Let me first just say that I sure am glad that
Finland is part of NATO. I want them on my side. Tough mother fuckers.
That is what happens when you get invaded often enough and with winters and
darkness that stretch on forever. The heroic protagonist in this Finnish
film is all the tough guys of movies rolled into one. Rambo, the Terminator,
John Wick. He takes on mythic proportions. A Finnish God of Old. Ukko, the
God of Sky and weather who carried a hammer and axe. A refusal to be defeated,
to give up or to die. Or to forgive. As soon as that first knife stab that
begins on one side of the head and ends up on the other, you know you are
in for an ultra-violent ride but it is against Nazi's, so a part of us relishes
it. Not modern Nazis though that would be welcome as well, but the old-fashioned
Nazis trying to take over the world. It is 1944 and Germany is in retreat
everywhere. Finland had been partly occupied by both the Russians and the
Germans and now the Germans were leaving with Finnish resistance killing
them as they went.
But one man had retired from the war, living alone in the cold harsh tundra
which was flat and unwelcoming. The way he liked it. He was digging for gold.
Not a young man, into his sixties one would guess but his age was hard to
tell beneath the layers of dirt, the weather-beaten face with creases so
wide they were like trenches during WW1. A rough spikey beard. His hands
caked with mud, fingernails broken, a body scarred with hardships and torture.

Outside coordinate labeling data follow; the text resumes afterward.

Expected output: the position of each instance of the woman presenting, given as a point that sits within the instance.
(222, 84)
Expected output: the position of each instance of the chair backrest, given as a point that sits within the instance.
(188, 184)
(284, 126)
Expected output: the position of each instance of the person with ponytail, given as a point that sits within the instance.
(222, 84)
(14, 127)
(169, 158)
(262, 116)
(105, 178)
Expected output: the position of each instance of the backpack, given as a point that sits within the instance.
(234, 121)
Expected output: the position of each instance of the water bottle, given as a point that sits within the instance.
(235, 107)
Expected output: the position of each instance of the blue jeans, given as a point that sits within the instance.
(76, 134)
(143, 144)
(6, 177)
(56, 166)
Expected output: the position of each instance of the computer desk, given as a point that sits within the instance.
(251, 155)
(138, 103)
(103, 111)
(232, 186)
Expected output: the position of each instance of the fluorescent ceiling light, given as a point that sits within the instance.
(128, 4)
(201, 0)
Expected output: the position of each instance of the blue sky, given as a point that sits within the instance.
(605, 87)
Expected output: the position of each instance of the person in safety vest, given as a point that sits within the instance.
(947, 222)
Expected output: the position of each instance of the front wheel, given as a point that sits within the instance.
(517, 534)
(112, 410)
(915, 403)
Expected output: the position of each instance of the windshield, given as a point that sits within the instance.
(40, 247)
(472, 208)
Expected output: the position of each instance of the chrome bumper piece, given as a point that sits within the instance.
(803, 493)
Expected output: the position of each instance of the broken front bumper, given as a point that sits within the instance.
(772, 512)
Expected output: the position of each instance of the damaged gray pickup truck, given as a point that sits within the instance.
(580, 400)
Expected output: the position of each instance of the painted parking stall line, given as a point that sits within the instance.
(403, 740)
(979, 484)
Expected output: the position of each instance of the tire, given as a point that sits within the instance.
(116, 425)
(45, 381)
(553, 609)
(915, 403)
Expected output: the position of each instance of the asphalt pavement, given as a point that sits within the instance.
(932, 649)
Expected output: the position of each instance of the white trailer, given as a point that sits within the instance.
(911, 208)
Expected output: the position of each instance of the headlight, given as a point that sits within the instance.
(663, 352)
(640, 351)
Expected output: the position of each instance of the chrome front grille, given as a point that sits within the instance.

His dog and horse keep him company. His only emotion shown is when he discovers
a strike of gold. His eyes light up like he found God in the dirt. He digs
it up, packs it up, loads it on his horse and the three of them begin the
long journey to a city where he can cash it in. He passes Germans in retreat,
bodies hanging from trees and just keeps his eyes down and his business his
own.
Then a small group of Germans stop him, talk about killing him just for the
hell of it and discover his gold. All the Germans are portrayed as savage
psychos. Pure evil. Get down on your knees old man, be prepared to die. And
the killing begins. Not his. Theirs. Violently, quickly, mercilessly. He
continues his journey as if he had just stopped to take a pebble out of his
shoe. But an entire squad of Germans with tanks come after him because of
the gold. They know their cause is lost and they want to go home with riches.
It soon goes from edging on the cliff of reality to total absurdity - he
survives stepping on a mine, a hanging, a plane crash - we have entered myth.
And he keeps killing Nazis. The Germans have kidnapped six women that they
use as sex toys and keep in a truck. But they are Finnish too and get their
pound of flesh in a flash of machine gun fire. A wonderful sense of revenge.
It is very entertaining, very bloody, very unbelievable. The scene of him
taking out shrapnel from his wounds was tough for me to get through.
The film directed by Jalmari Helander clearly has a lot of Hollywood influences
- in particular I thought of Tarantino in the way he divides it into chapters,
the sudden violence and the black humor that undergirds the whole thing.
Inglorious Basterds came to mind. I know next to nothing about contemporary
Finnish cinema but you have to wonder if there are other gems like this one.
Polished, beautifully shot and stunning vistas. And a lot of dead Nazis.